Recep Tayyip Erdoğan’ın ta iktidarının ilk yıllarında Japonya’ya yaptığı ziyaret sırasında İsrail yine Filistinlilere saldırmış ve birçok sivili öldürmüştü. O güne kadar hiçbir ülke liderinin cesaret edemediği bir söz söyledi Erdoğan: “İsrail devlet terörü uyguluyor.”
Erdoğan’ın bu sözleri, içeriden çok dışarıda büyük yankılar buldu. Batı medyası ağız birliği yaparak Erdoğan aleyhinde inanılmaz bir saldırı ve karalama kampanyası başlatmıştı.
Türkiye’de ise, “bu medya grubunda İsrail ve Yahudilik aleyhinde haber, yorum yapılamaz” maddesini bulunduran Yahudi Axel Springer’in ortağı olduğu Türk medya gurubu da Erdoğan’a eleştiri getirmiş ve İsrail’in sivilleri katletmesini meşru göstermeye çalışmıştı.

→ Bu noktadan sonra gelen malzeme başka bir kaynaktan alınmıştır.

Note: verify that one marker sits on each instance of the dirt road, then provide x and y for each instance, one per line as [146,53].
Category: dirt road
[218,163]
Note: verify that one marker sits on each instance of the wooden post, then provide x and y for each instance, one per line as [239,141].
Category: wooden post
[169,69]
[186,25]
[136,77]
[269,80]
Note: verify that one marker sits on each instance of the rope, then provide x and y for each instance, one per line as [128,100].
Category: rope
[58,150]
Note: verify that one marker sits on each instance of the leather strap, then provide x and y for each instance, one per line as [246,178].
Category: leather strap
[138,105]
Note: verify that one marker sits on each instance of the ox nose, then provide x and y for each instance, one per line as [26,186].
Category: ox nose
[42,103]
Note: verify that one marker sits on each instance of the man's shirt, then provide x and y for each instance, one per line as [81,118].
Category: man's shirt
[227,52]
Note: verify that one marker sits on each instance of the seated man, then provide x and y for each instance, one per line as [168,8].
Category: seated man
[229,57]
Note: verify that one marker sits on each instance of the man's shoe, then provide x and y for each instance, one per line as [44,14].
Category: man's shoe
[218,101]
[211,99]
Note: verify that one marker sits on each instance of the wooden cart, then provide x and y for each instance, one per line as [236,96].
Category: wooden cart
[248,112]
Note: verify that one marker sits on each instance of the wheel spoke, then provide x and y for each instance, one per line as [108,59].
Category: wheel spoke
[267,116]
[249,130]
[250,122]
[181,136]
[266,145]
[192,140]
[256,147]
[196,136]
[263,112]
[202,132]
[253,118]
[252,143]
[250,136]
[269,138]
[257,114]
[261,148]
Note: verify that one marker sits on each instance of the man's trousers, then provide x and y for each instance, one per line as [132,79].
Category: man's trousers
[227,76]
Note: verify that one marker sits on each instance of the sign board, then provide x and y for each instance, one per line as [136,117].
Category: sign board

Erdoğan’ın o çıkışı, Davos’taki meşhur “One munit” isyanı ile zirve yapmıştı. Her iki çıkış da planlanmış, hesaplanmış değildi. Sayın Erdoğan’ın fıtri bir refleksi idi. Ve ilginçtir Erdoğan’ın bütün fıtri refleksleri, birbirini tamamlayan zincirin halkaları gibi. Ve hepsinin ortak özelliği, mevcut sömürü düzenine isyan etmek, onun maskesini düşürmek, kitleleri uyandırmaya vesile olmasıdır.

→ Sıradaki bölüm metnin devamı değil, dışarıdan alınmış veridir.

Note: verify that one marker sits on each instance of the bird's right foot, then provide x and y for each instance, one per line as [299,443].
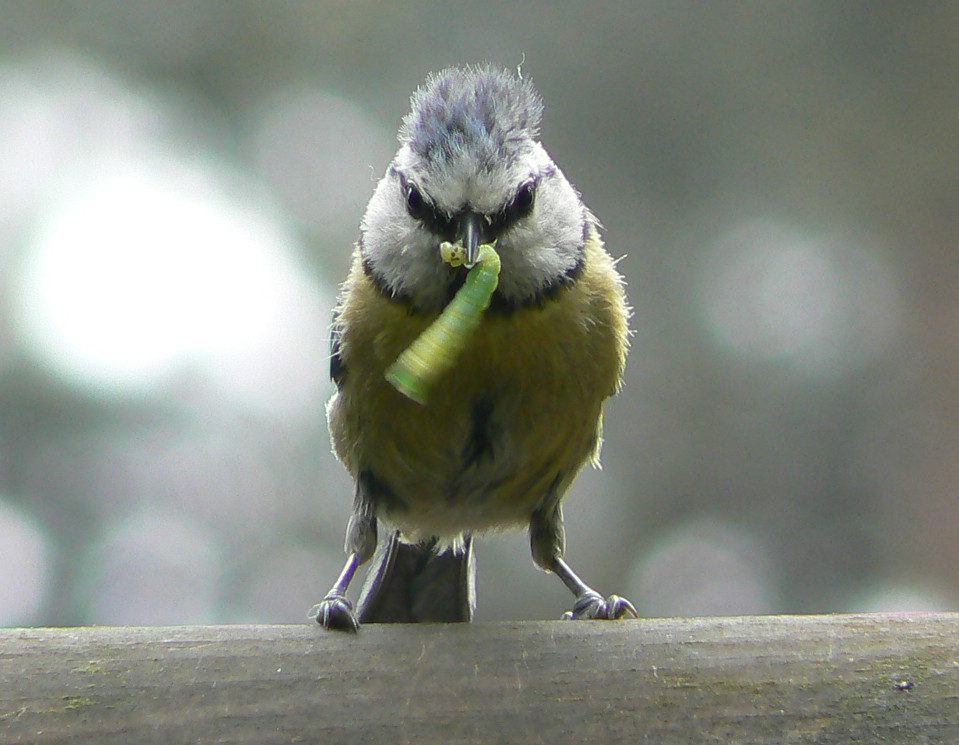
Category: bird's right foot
[335,612]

Sayın Erdoğan’ın “Dünya beşten büyüktür” mottosu, bütün dünyanın gözleri üzerine serpilmiş ölü toprağının silkelenmesine sebep oldu.

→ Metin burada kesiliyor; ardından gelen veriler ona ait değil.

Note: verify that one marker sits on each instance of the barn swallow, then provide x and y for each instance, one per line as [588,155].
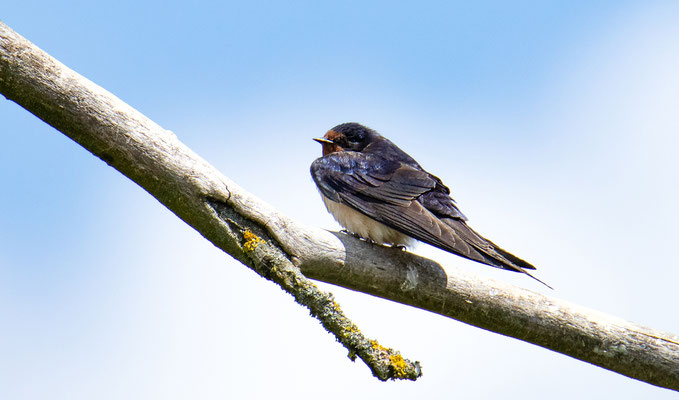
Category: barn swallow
[378,192]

Sayın Erdoğan Afrika’yı çok önemsiyor. Malum dışişleri bakanları ve bürokratlardan yakasını sıyırabildikçe Afrika ile diplomasi kanalları açtı, ticaret hacmini geliştirdi. Erdoğan, iktisatçı biri olarak 1 milyar 100 milyonluk Afrika’nın ekonomik değer olarak 500 milyonluk Avrupa’dan daha verimli olacağını hesaplayıp ve bu yönde adımlar atmaya çalışıyordu. Ne var ki atadığı bütün Dışişleri Bakanlarının dolaylı engeline takıldı.